Prima di tutto: come stai?
Molto bene, molto grata di questo mio momento personale e in ascolto, visti i tempi di Covid che corrono, sono in uno stato di ascolto e, devo dire, anche di gratitudine.
Mamma, appassionata di yoga, attrice e ora anche scrittrice: qual è l’emozione e la sfida più bella di ricoprire tutti questi ruoli?
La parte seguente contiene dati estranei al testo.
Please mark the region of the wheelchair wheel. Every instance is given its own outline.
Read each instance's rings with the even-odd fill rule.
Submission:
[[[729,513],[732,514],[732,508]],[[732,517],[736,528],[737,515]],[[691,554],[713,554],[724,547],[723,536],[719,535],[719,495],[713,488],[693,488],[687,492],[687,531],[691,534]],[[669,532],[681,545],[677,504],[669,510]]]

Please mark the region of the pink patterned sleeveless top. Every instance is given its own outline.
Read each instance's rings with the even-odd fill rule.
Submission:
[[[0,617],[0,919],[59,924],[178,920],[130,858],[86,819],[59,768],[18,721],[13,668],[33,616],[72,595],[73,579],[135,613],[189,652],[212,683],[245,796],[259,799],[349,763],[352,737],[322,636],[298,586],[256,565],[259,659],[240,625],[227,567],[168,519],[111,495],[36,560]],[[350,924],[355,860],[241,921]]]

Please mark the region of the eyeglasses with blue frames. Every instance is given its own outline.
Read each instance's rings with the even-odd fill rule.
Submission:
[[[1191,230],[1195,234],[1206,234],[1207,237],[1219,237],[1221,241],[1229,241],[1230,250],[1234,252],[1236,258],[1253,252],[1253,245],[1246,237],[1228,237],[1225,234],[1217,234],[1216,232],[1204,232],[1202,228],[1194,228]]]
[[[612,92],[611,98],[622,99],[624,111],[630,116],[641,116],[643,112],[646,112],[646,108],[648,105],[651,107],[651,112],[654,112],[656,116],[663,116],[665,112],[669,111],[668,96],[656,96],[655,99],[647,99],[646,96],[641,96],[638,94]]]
Sono mamma appassionata di yoga, attrice e scrittrice: sì, sono tantissime cose che paradossalmente, però, per me sono un po’ un tutt’uno, ricoprono quello in cui io credo, cioè la condivisione e la comunicazione. Per cui, attraverso il lavoro da attrice, posso comunicare quello che sento e penso, e il mio percorso di essere umano in questo pianeta; attraverso lo yoga comunico la stessa cosa, essere presente a me stessa, l’ascolto; con questo libro, ho cercato proprio di raggruppare tutto questo, lo yoga, la recitazione e tutto quello che mi ha portato, il percorso di health coach come unico modo per me di comunicare quanto sia importante non sentirsi da soli, quanto non siamo da soli, quanto siamo tutti nella stessa barca, tutti parte di questa comunità, chiamati proprio “esseri umani”. Quindi sono tutte cose diverse che però raggruppano la radice unica che è, per me, la condivisione, l’ascolto mio e quindi l’ascolto dell’altro, dunque non li vedo separati, in realtà.
“Siamo tutti nella stessa barca, tutti parte di questa comunità, chiamati proprio ‘esseri umani’.”
“Respira!” È un romanzo sullo yoga, sull’ascoltarsi e il ritrovare sé stessi ma, come dici nell’introduzione, è soprattutto “La storia di una ripresa di potere”: quando e come hai capito che era arrivato il tuo momento per compiere questo passo?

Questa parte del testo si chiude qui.